Die Figuren am Postplatzbrunnen hingegen beziehen sich auf die Sagenwelt von Kirchheim und Umgebung. Der in Genf lebende Künstler André Bucher, dessen erste Brunnen-Modelle nicht gerade auf Begeisterung stießen, entlehnte beim dritten Versuch seine Figuren aus Carl Mayers Sammlung "Sagen um Teck und Neuffen". So finden sich heute hier unter anderem die Sibylle von der Teck mit wehendem Haar, Verena Beutlin, auf einem Stock reitend, der feuerspeiende Drache auf der Limburg und der Rotgockel von Ötlingen, unter dem das Dorf versinkt. Mit Hilfe einer am Brunnen angebrachten Info-Tafel lassen sich die Figuren den einzelnen Sagen zuordnen.

Ob die Form der in der Metzgergasse aufgestellten "Figur in Aktion" von Reinhard Scherer wirklich etwas mit den Produkten des privaten Stifters, dem Nudelhersteller Hermann, zu tun hat, wagte Barbara Honecker nicht zu behaupten. "Doch sie ist sehr passend, denn mir fallen dazu Spaghetti ein", lautete ihr Kommentar. Diese Plastik ist, ebenso wie einige der anderen Kunstwerke, Eigentum der Stadt Kirchheim.

Die meisten Kunstwerke wurden zwischen 1978 und 1990, teilweise im Rahmen des Kunst-am-Bau-Projekts, in der Innenstadt aufgestellt beziehungsweise angebracht, laut Barbara Honecker unter der Ägide von Oberbürgermeister Werner Hauser. Weitere Werke kamen im Jahr 2001 hinzu, als der Landkreis Esslingen nach Abschluss des Kunstprojekts "Der große Albgang" beim Naturschutzzentrum Schopflocher Alb im Jahr 1999 einige der dort aufgestellten Kunstwerke ankaufte. Dazu gehören in Kirchheim die Werke "Passage", "Stufenstele" und "Wie ein Altar" auf dem Gelände des Krankenhauses.

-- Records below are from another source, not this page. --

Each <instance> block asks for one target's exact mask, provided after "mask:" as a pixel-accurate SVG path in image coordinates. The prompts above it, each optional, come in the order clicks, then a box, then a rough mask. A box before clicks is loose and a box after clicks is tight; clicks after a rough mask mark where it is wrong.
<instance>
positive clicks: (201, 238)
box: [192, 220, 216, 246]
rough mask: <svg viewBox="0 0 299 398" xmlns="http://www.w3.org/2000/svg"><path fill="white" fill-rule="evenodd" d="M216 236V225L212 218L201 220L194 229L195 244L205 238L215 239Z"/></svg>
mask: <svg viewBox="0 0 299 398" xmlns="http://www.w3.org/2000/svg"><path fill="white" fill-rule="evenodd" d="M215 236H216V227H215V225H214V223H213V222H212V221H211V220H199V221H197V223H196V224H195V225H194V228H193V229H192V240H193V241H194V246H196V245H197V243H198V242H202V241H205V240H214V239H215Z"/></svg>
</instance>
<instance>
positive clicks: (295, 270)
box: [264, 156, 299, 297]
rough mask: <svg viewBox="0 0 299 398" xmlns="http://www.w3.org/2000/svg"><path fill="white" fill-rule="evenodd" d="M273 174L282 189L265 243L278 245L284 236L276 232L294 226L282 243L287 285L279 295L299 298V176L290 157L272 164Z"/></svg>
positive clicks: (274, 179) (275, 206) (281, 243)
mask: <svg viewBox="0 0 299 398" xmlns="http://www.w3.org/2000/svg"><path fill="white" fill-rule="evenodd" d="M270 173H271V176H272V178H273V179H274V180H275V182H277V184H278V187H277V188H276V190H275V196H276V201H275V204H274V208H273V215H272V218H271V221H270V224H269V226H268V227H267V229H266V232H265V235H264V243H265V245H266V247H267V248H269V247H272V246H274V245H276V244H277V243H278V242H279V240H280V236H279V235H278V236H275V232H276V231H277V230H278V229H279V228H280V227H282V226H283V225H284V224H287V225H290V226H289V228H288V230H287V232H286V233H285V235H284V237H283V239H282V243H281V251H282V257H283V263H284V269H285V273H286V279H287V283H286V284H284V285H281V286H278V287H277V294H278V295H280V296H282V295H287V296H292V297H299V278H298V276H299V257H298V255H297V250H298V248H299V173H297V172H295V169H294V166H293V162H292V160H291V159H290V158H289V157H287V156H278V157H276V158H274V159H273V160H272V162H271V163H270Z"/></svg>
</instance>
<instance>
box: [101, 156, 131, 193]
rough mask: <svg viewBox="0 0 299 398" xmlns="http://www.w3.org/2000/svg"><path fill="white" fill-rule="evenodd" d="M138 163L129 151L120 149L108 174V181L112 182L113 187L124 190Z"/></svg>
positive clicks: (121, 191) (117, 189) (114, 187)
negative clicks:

Für das nächste Jahr ist wieder eine öffentliche Kunstführung geplant. Gruppen können sich jederzeit bei der Kirchheim-Info für diese Themenführung anmelden. Die kostenlose Broschüre "Kirchheimer Kunstweg" kann bei der Kirchheim-Info abgeholt oder angefordert werden.